Die drei Hauptbedrohungsbereiche sind:

Geschenkkartenbetrug: Ein Hauptfokus liegt auf großen Verbrauchermärkten für Heim- und Körperpflegeprodukte, die regelmäßig Angriffe in Bezug auf Geschenkkartenbetrug erleben. Angreifer nutzen Botnetze, um auf Geschenkkartenseiten Brute-Force-Angriffe durchzuführen, indem sie große Mengen an Karten- und PIN-Nummern automatisch testen. Sobald eine erfolgreiche Kombination gefunden wird, können sie die Geschenkkarte leerräumen.

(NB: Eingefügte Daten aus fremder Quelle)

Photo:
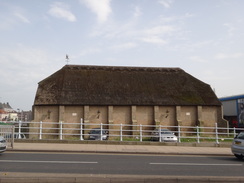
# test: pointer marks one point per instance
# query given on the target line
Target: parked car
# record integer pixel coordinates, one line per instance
(16, 136)
(237, 146)
(3, 144)
(166, 135)
(95, 134)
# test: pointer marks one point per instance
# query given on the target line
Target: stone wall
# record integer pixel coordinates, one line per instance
(205, 116)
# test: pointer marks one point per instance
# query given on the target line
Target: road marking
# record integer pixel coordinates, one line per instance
(196, 164)
(60, 162)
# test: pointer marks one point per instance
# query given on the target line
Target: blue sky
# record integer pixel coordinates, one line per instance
(203, 37)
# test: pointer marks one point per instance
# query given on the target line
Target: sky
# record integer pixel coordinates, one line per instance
(205, 38)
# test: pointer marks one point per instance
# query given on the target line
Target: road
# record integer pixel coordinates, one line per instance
(74, 163)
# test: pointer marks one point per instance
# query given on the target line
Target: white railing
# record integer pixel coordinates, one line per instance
(122, 132)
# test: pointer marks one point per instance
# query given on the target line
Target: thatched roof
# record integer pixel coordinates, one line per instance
(103, 85)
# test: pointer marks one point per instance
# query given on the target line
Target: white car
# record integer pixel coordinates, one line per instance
(3, 144)
(237, 147)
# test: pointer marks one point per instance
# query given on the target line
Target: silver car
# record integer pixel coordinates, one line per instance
(165, 135)
(237, 147)
(97, 134)
(3, 144)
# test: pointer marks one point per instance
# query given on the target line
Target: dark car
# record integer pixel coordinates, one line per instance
(165, 135)
(98, 134)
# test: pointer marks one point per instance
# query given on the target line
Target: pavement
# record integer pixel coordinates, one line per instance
(205, 149)
(131, 148)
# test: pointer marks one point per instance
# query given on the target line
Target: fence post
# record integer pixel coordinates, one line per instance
(121, 132)
(81, 129)
(40, 131)
(216, 133)
(179, 134)
(19, 130)
(198, 137)
(159, 133)
(140, 133)
(101, 132)
(12, 138)
(60, 130)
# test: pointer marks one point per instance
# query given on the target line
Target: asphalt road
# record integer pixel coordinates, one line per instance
(121, 164)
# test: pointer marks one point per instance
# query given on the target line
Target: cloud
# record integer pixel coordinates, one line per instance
(222, 56)
(22, 17)
(124, 46)
(100, 7)
(156, 34)
(137, 12)
(61, 10)
(154, 40)
(230, 29)
(12, 18)
(166, 3)
(197, 59)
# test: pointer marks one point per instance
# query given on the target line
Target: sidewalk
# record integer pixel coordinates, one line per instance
(123, 148)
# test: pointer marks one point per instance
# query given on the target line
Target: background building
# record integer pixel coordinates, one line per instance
(233, 109)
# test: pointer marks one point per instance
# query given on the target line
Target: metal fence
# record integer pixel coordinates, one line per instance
(121, 132)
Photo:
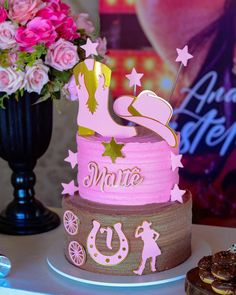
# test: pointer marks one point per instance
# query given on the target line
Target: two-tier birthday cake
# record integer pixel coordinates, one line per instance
(128, 215)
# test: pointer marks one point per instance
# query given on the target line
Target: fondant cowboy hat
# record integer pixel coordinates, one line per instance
(148, 110)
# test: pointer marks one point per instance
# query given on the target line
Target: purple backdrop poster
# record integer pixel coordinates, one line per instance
(145, 34)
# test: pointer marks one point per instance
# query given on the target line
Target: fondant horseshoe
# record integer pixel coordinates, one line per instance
(107, 260)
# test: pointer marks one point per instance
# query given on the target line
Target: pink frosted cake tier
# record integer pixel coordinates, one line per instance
(143, 176)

Automatisierte „Line-Jumper“ bei begehrten Produktstarts: Ein weiteres Problem sind Bots, die bei Produktstarts, wie z. B. Sneaker-Drops, eingesetzt werden. Angreifer nutzen automatisierte Tools, um große Mengen an Produkten in ihre Warenkörbe zu legen und so den Markt für begehrte Artikel zu monopolisieren, was legitime Kunden ausschließt und zu Frustration führt.

Langzeitige Kontoübernahmen: Angriffe auf Online-Händler, die soziale Medien und E-Commerce kombinieren, zeigen eine langfristige Bedrohung. Angreifer erstellen in großem Umfang gültige Konten, um im Laufe der Zeit Vertrauen und Glaubwürdigkeit aufzubauen, was ihnen ermöglicht, ihre Produkte stärker zu verbreiten und die Integrität des Unternehmens und seines Marktplatzes zu untergraben.

Die Entwicklungen im Bereich des Online-Betrugs unterstreichen die immense Bedeutung von Cyber-Sicherheit im Einzelhandel. Der signifikante Anstieg von Cyberangriffen, wie im API Security Report von Cequence Security dokumentiert, zeigt, dass Einzelhändler das ganze Jahr über wachsam sein und proaktive Sicherheitsmaßnahmen ergreifen müssen. Das jüngste Beispiel des massiven Cyberangriffs auf das KaDeWe in Berlin verdeutlicht, wie schnell renommierte Einzelhandelsunternehmen ins Visier von Cyberkriminellen geraten können. Obwohl im Falle des KaDeWe die Kundendaten durch die Sicherheitssysteme geschützt wurden, hatten die Angriffe dennoch erhebliche Auswirkungen auf den Geschäftsbetrieb. Dieser Vorfall betont die Notwendigkeit, in fortgeschrittene Sicherheitssysteme zu investieren, um derartige Angriffe abzuwehren und sensible Kundendaten zu schützen. In einer Ära, in der Online-Transaktionen und digitale Kundenerfahrungen immer wichtiger werden, ist es für den Einzelhandel unerlässlich, der Cyber-Sicherheit höchste Priorität einzuräumen.